Abstract
Background
Mounting evidence has implicated that exosomes-delivered noncoding RNAs are key regulators in carcinogenesis. The effect of miR-548c-5p has been elucidated in some cancers. However, the role of exosomal miR-548c-5p in colorectal cancer (CRC) is not fully understood. We aim to explore the function and mechanism of exosome-delivered miR-548c-5p in CRC. The altering effect of exosome-derived miR-548c-5p on the prognosis of CRC patients is also investigated by estimating overall survival and disease-free survival.
Materials and Methods
The expression of miR-548c-5p in exosomes is determined by real-time PCR. The proliferation and invasion of CRC cells are estimated by MTT, transwell assay and scratch test. The targeted gene of miR-548c-5p is investigated by luciferase reporter assay, real-time PCR, Western blot and chromosome immunoprecipitation (CHIP) assay. CRC cells are transplanted subcutaneously in BALB/c nude mice to estimate their growth in vivo.
Results
MiR-548c-5p derived from CRC cell exosomes inhibits the proliferation and invasion of CRC cells in vitro. Exosomal miR-548c-5p can also prevent from colorectal carcinogenesis in nude mice in vivo.
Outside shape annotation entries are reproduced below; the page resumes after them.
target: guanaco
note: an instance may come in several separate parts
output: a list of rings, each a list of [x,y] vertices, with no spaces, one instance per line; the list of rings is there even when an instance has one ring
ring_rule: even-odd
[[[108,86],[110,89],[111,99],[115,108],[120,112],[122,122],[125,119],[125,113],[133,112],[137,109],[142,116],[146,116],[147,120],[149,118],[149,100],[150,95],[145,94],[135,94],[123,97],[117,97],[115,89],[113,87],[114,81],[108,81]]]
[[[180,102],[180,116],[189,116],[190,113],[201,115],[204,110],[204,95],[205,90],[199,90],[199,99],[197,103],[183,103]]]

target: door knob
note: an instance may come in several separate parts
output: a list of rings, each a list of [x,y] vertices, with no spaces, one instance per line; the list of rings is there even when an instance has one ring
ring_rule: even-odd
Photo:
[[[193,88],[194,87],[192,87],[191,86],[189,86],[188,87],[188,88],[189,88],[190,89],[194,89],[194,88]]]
HIF1A is documented to be a target of miR-548c-5p, and HIF1A can targetedly regulate CDC42 in CRC cells. Exosomal miR-548c-5p affects CRC cell growth, migration and invasion via miR-548c-5p/HIF1A/CDC42 axis. In addition, exosomal miR-548c-5p can be a predictive factor for CRC prognosis.
Conclusion
Our study has suggested that exosomal miR-548c-5p can regulate CRC through HIF1A/CDC42 axis, which helps to understand CRC pathogenesis more clearly and identify novel therapeutic strategies for CRC patients.
Keywords: CDC42, colorectal cancer, exosome, HIF1A, microRNA
Introduction
To the best of knowledge, colorectal cancer (CRC) is one of the most common cancers across the world.1 The etiology and pathogenesis of CRC are not clear yet. It has been demonstrated that lifestyle, heredity and colorectal adenoma are closely related to CRC. Besides, familial adenomatous polyposis and hereditary nonpolyposis can elevate the risk of CRC.2,3 Great progress in CRC treatment has been made during the past few years, but the prognosis of patients is not so good particularly among advanced CRC cases. Therefore, identifying biomarkers predicting CRC initiation and progression is essential. Mounting evidence has implicated noncoding RNAs in circulation can serve as useful markers for CRC, including exosomes-encapsulating microRNAs (miRNAs).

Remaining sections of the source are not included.